Sunday, September 21, 2008

Let's be fair here...

Both campaigns have former CEO's and managers of this company and that company and every company. Both campaigns have lobbyists, Obama has no federal but plenty of state level lobbyists while McCain has plenty of both. This really should be irrelevant considering every politician is surrounded by such people. (Which is a part of the heart of the problem in Washington but it is never going to end so it is what it is.) What is relevant is whether those who surround the candidate are blatantly influencing there economic plan and/or whether you can connect dot by dot favors being exchanged. Neither candidate has been caught in such a way so we're left with the facts of each candidate policies.

Now, as Obama paints a nice little picture of the Republican Party being at fault here and forgetting that Democrats played a role in this mess as well, the truth and heart of this is that it isn't solely or even necessarily largely, the Governments -either parties fault. People in the financial business made stupid mistake after stupid mistake. They took gamble after gamble. The companies we see now that are still strong in the financial market are strong because they either A) Knew better than to go down the "stupid path" or B) Started down the "stupid path" but realized it early enough to adjust course.

The Government did play some role in all of this in various ways; some of it being from tearing down regulation too far and from manipulating the market. Our government used subsidies and legislation to push certain aspects of our economy in various directions. For example, from an Op-Ed by Russell Roberts on forbes.com (italics = an added point by me):

Ethanol mandates and subsidies try to create less carbon in the atmosphere than the market would create on its own. The result has been a worldwide increase in the price of corn that has hurt poor people around the world.
Politicians wanted more home ownership than the market produces on its own, especially among low-income families. (Remember the 2004 presidential campaign? How proud we should all be at how high home ownership had gotten...) To encourage this politically popular goal, Fannie Mae and Freddie Mac were allowed to privatize their profits and socialize (government bailout) their losses. At the same time, Housing and Urban Development (HUD) required them to expand their commitment to affordable housing. Freddie and Fannie achieved this goal by buying bundles of subprime mortgages.
A little known fact about corn ethanol and what it's being used for and who it is being used by: Clorox. That's right; corn ethanol wasn't simply to help create a bio-fuel for cars to run on but also to be used in cleaning products to make them more biodegradable in order to be more environmentally friendly. Here's the kicker though: Clorox also uses a Coconut-based cleaning agent with the corn ethanol. Haven't seen or heard of any coconut subsidies yet the market is using it...
More info: http://www.greenworkscleaners.com/
Interesting fact from a New York Times article by Joe Nocera:
Then again, maybe the S.E.C. is trying to cover up its own culpability in this crisis. Four years ago, the agency pushed through a rule that allowed the big investment banks to take on a great deal more debt. As a result, debt ratios rose from about 12 to 1 to more like 30 to 1. Guess what Lehman’s debt ratio was when it went bust? Yep: 30 to 1.
Just because the S.E.C. passes through a rule allowing such an insane debt ratio doesn't mean any company had to live by it. As we can see, not all of them did, mainly the ones that are now being given tax dollars.

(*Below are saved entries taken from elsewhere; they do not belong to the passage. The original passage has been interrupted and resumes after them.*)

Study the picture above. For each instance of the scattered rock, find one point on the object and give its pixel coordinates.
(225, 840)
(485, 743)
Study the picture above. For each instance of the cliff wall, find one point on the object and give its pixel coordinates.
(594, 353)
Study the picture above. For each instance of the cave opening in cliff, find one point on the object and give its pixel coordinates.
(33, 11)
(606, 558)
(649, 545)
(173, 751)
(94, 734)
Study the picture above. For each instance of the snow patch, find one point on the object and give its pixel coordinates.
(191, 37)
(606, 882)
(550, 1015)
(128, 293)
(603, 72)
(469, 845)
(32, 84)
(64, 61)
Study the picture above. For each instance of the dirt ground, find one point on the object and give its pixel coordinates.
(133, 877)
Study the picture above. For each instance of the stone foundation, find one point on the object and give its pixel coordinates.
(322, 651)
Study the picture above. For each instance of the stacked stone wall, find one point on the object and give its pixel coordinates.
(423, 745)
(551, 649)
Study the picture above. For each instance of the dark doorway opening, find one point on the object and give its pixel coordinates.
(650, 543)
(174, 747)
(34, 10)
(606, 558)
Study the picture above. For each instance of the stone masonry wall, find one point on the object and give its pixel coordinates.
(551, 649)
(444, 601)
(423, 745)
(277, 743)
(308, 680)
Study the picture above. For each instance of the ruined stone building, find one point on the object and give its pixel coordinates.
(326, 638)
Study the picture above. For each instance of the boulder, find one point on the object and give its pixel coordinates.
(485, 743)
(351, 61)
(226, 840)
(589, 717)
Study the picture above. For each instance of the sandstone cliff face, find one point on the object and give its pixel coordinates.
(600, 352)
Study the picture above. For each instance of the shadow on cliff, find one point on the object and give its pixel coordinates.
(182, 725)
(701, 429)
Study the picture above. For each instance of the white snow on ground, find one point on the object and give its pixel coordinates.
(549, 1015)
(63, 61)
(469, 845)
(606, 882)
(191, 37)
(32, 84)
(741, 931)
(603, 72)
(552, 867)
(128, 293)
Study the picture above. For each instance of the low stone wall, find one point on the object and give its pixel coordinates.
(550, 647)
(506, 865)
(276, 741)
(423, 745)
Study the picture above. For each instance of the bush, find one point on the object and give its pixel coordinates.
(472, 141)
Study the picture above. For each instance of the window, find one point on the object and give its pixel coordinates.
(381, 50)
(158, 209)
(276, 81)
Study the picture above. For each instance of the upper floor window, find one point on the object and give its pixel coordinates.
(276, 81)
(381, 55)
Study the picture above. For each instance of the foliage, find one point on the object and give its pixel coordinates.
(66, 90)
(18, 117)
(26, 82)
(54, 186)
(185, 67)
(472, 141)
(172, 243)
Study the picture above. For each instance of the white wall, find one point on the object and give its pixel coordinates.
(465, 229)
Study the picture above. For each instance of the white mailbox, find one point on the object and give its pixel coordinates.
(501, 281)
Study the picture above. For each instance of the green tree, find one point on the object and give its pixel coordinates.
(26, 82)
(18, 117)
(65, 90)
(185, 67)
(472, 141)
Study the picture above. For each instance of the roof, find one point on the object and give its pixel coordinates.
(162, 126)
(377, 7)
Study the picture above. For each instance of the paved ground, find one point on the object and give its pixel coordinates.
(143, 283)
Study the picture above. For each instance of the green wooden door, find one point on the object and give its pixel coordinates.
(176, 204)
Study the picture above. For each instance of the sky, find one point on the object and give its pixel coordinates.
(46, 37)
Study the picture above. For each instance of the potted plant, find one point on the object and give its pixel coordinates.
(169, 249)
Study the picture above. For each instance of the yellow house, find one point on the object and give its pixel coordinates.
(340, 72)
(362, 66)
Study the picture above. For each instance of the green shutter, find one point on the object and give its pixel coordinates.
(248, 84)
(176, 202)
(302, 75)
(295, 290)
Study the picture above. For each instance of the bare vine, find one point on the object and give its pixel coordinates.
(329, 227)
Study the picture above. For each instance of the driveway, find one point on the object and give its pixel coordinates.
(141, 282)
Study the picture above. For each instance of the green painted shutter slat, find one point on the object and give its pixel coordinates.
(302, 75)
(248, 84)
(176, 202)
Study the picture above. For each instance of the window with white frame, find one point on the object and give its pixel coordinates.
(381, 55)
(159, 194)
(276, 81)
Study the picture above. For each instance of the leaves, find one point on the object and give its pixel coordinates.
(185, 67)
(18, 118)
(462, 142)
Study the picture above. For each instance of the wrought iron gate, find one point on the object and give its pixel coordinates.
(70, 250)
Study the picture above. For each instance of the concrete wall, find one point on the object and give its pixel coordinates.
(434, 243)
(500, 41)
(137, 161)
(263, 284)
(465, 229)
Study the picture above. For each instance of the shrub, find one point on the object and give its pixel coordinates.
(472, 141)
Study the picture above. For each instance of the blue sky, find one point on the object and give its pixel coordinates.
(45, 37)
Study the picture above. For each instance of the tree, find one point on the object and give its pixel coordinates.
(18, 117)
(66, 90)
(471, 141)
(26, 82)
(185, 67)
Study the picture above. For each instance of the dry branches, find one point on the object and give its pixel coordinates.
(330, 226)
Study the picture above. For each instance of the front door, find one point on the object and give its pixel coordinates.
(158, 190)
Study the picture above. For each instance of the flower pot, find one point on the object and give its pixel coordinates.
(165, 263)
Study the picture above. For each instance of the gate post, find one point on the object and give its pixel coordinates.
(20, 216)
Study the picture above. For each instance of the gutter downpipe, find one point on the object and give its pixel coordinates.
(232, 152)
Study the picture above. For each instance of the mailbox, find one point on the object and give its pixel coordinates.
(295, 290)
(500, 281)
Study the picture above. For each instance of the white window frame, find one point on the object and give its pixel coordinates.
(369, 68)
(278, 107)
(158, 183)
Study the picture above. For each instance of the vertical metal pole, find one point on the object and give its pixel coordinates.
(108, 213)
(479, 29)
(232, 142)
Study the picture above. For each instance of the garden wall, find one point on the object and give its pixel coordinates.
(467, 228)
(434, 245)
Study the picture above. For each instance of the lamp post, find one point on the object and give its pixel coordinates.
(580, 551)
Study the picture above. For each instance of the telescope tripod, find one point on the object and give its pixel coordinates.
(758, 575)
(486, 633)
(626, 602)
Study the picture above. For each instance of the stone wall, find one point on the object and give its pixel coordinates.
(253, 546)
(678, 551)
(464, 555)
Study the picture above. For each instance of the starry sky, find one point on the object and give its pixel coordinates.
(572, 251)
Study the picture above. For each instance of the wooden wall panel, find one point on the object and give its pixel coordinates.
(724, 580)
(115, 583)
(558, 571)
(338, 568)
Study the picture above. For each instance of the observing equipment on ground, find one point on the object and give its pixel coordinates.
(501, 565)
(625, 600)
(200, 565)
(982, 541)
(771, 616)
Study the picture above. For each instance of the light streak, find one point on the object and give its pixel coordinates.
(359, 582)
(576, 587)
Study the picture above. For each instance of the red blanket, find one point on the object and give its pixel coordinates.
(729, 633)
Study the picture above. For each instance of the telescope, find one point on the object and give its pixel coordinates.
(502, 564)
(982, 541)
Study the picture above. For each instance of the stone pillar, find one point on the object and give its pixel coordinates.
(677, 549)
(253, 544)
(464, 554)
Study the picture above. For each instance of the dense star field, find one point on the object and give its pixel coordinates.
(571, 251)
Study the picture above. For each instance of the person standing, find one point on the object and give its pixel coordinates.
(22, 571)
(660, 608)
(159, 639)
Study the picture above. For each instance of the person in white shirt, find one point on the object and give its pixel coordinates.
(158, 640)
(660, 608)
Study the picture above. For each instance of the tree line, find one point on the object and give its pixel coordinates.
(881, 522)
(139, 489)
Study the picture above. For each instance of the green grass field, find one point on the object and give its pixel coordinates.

An article by Colbert I. King in the Washington Post with another example of how this isn't simply the governments fault:
Point a finger at those old standbys: greed, imprudent financial decisions and ignorance on the part of people who should have known better....The shame is that banks carelessly extended subprime mortgage loans to the very people who should not have received them in the first place -- those who were least able to repay....But the lure of making a quick buck, coupled with the ability to lay the loans off to Wall Street, which converted them into investment packages, prompted bankers and mortgage brokers to look the other way and book the loans.
You see, blaming the opposite political party for failing to catch this doesn't do anything. It doesn't fix it nor does it address how this was allowed to happen. The truth is that even in times of too much regulation, too little regulation, or "just right" levels of regulation the people controlling the markets will find a way to make a quick buck and create a down turn in the economy after they've gotten rich.
Now certainly some of this was forseen by many people. In different pieces of legislation partly even seen by our two current candidates, but no one person or one political party was going to be able to stop this. Not when they've looked the other way on the economy for 20+ years. Wait, didn't we have tremendous growth in the 90's and pretty decent growth this decade....
So in the end, we're left to wait this out, hope the end is near, and hope that Washington can get something right for once.